Die Anthropologie der Scientology

Die Lehren L. Ron Hubbards enthalten eine Auffassung des Menschen, bei der Körper und Verstand eng ineinandergreifen.

Auf der Grundlage seiner Forschungen über den Verstand und über die menschliche Natur schrieb L. Ron Hubbard 1950 das Buch Dianetics: The Modern Science of Mental Health. Es wurde sofort zu einem Bestseller und führte zur Gründung von Dianetik-Organisationen. Damals war Dianetik nur auf den Verstand bezogen. Sie wurde als ein Mittel angesehen, um den einzelnen von mentalen Traumata zu entlasten oder zu befreien. Hubbard setzte jedoch seine Forschungen fort und trat in den frühen 50er Jahren mit der Entdeckung, daß es sich beim Menschen um ein unsterbliches Wesen handelt, das zahllose Leben lebt und die physischen Dimensionen transzendiert, in den spirituellen Bereich ein. Die erste Scientology-Kirche wurde 1954 gegründet.

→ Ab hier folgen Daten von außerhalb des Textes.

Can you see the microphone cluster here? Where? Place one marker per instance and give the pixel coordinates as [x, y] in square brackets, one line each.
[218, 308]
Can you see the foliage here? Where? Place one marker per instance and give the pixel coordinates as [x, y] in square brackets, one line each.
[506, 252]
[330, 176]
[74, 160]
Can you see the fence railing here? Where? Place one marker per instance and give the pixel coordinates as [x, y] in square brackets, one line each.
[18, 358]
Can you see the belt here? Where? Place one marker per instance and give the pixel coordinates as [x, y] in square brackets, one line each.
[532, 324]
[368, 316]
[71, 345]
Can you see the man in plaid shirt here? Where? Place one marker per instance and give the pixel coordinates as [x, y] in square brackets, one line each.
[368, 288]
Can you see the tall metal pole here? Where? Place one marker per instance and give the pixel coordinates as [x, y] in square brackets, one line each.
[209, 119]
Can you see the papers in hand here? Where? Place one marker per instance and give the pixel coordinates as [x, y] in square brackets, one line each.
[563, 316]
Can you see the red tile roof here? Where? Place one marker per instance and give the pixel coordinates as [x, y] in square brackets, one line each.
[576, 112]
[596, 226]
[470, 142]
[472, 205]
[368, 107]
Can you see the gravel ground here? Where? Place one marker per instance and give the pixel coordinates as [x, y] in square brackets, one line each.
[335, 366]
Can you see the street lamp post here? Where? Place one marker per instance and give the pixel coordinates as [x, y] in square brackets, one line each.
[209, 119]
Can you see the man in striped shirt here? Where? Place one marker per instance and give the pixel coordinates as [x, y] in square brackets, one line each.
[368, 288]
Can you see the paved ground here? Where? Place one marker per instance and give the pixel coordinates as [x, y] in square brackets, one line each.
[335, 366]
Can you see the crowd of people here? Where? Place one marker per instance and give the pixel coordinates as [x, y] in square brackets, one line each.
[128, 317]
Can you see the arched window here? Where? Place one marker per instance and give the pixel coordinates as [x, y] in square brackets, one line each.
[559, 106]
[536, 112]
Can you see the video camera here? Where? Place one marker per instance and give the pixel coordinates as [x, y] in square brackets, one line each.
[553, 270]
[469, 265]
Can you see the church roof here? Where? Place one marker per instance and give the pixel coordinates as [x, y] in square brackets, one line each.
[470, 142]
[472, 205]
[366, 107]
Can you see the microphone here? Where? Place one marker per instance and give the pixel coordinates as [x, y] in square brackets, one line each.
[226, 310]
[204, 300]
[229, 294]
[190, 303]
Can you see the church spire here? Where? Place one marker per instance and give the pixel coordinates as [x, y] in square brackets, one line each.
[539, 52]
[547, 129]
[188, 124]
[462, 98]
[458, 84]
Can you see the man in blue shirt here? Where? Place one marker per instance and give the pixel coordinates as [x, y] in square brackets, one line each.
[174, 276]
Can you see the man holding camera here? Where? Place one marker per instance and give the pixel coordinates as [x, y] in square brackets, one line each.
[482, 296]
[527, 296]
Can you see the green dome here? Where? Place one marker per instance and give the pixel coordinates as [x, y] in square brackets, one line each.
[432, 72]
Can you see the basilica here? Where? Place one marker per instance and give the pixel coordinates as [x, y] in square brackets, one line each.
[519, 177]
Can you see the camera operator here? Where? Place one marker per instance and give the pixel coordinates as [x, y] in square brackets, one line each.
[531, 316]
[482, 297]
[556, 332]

In Scientology wird der Verstand etwa wie ein Computer begriffen ­ mit zwei Hauptbereichen: dem analytischen Verstand und dem sogenannten reaktiven Verstand.

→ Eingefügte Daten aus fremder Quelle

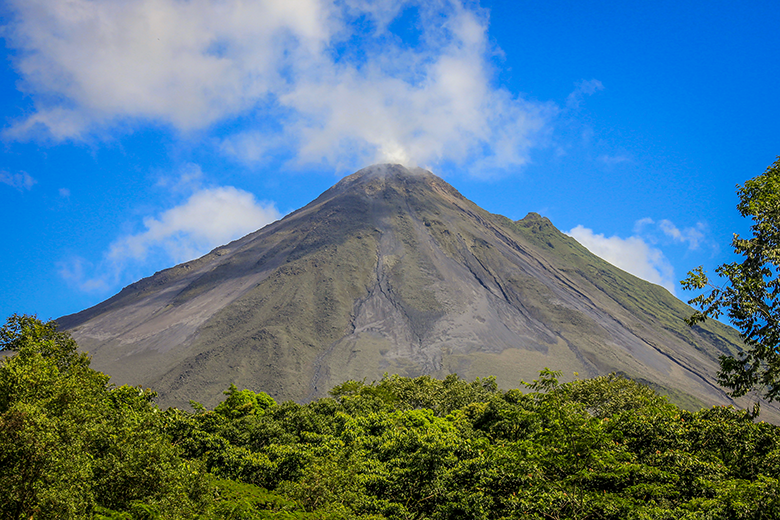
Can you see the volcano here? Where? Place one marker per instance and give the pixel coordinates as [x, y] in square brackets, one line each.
[393, 271]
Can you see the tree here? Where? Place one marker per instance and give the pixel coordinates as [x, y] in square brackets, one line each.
[750, 296]
[70, 442]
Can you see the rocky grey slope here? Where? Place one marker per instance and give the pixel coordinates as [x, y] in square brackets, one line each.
[392, 270]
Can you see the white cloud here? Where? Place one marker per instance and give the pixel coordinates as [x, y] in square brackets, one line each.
[334, 88]
[583, 88]
[75, 272]
[209, 218]
[631, 254]
[21, 181]
[692, 236]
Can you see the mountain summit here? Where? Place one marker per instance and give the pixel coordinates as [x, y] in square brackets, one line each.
[393, 271]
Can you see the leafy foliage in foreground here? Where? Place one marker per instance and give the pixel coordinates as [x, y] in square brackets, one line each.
[73, 446]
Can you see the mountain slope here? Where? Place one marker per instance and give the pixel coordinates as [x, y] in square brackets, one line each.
[393, 270]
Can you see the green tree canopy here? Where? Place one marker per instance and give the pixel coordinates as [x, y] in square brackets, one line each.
[750, 292]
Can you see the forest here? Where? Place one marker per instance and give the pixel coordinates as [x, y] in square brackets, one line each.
[72, 445]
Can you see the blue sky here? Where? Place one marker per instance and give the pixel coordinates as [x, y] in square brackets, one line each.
[136, 134]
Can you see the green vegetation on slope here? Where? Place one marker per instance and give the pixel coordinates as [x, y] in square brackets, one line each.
[73, 446]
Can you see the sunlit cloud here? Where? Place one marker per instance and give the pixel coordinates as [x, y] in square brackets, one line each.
[631, 254]
[582, 88]
[22, 181]
[209, 218]
[328, 81]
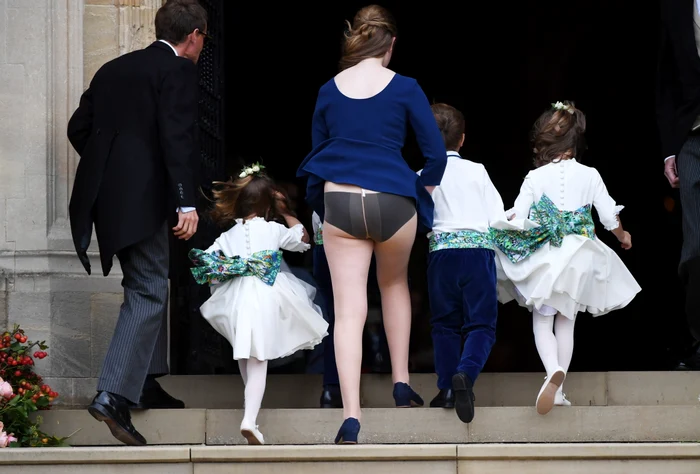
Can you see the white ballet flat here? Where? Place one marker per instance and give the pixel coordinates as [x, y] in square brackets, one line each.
[252, 434]
[548, 392]
[560, 400]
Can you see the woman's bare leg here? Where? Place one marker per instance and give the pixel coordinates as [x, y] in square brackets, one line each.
[348, 260]
[392, 275]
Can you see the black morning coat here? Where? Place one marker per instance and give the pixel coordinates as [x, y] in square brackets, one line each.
[136, 133]
[678, 81]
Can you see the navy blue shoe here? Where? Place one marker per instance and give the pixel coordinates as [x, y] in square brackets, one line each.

Der erste stellt gewissermaßen die Intelligenz dar, eine fehlerfreie Kraft, die das Wahrnehmungszentrum der Person (des "Ichs" oder der Grundpersönlichkeit) darstellen soll. Dieses Mittel zur Analyse gleicht einem Prozessor, der mit Wahrnehmungen arbeitet (von der Außenwelt eingehende Stimuli) sowie mit der Phantasie und mit Erinnerungen, die in den sogenannten Standardgedächtnisbanken enthalten sind. Von der Geburt bis zum Tod, im wachen wie im schlafenden Zustand, werden diesem Gedächtnis von den verschiedenen Sinnen Informationen übermittelt, die es vollkommen in chronologischer Reihenfolge in verschiedenen "Archiven" aufbewahrt (auditiv, visuell, taktil usw.) und dann für den analytischen Verstand bereithält. Dieser Verstand arbeitet ununterbrochen. Es gehen kontinuierlich Kopien der gespeicherten "Faksimiles" ein, die der Verstand dann auswertet und vergleicht, um die richtigen Antworten für die Probleme anzubieten, mit denen die Person konfrontiert wird. Um Routineaufgaben wie
z. B. Laufen, Tippen usw. durchführen zu können, ohne nutzlose Informationen zur Verfügung zu haben, richtet das Gedächtnis abrufbereite Schaltkreise ein, welche die erworbenen Fertigkeiten steuern. Im Prinzip ist der analytische Verstand eine Art rationaler, fehlerfreier "Prozessor", der keine psychischen oder psychosomatischen Störungen erzeugt.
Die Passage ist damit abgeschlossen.